Things were getting serious, and I panicked. I know you probably want to hear some concrete reason. I think all girls really want to hear us guys say something like, 'Just don't do this and this and this and you'll keep your man forever.' But my girlfriend at the time did nothing wrong. It was the opposite -- she was too good to be true. I started getting this feeling like maybe she was the girl I was going to end up with, and that scared the shit out of me. So one night I cheated, just to, I don't know, have one more notch in my belt.

9. Kevin, 23

I had a crush on my childhood friend forever, but she always kept me in the friend zone, even throughout college. After graduation we both moved back home, and I started dating a girl I had met at my internship who lived in the town neighboring ours. As soon as we were a serious thing, that friend confessed to me that she was starting to have feelings for me. Being with her was all I had wanted for years, and even though things were going well with the girl I was dating, I was powerless against not acting on the feelings I'd tried to ignore for her for so many years. As soon as my friend finally had me, she lost interest.
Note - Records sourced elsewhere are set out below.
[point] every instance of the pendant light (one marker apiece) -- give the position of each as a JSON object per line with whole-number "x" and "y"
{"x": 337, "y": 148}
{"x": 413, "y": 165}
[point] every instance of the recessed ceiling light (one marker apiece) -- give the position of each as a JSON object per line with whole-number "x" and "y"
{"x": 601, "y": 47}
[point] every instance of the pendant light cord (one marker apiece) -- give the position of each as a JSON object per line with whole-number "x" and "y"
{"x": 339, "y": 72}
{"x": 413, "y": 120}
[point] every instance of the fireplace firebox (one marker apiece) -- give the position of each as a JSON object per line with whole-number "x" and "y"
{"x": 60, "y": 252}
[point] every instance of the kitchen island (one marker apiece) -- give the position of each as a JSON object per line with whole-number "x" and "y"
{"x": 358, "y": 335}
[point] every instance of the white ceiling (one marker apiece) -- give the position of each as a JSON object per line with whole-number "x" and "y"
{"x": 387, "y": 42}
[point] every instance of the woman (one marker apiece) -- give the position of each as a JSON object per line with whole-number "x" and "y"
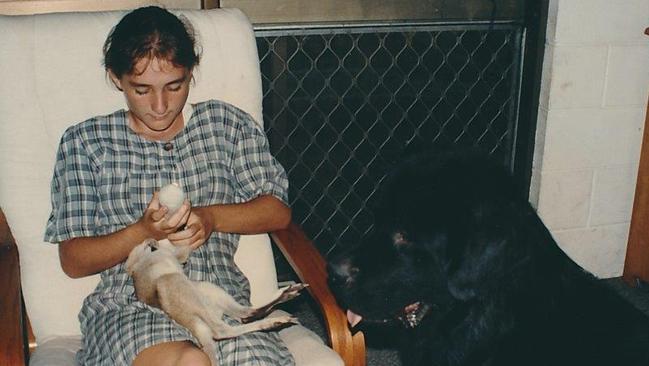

And the girl I had been dating found out and got rid of me too.

10. Christina, 25

I had been in a relationship with a guy for a few years. When we met I wasn't immediately attracted to him. He was one of my co-workers at my part time bartending job during college, but we grew on each other over the semester that we worked together, and the relationship evolved from the friendship that we had. He was my first relationship, so I had never experienced that spark that people talk about. When I met John at my internship the following summer, I finally understood what people meant when they talked about having butterflies. We were both so attracted to each other, and it would make my stomach do somersaults when we'd accidentally brush against one another in the elevator. I tried to be faithful, but one night we were working late on an assignment and he kissed me. It was like nothing I had ever experienced before, and I felt like I needed to experience it all the way.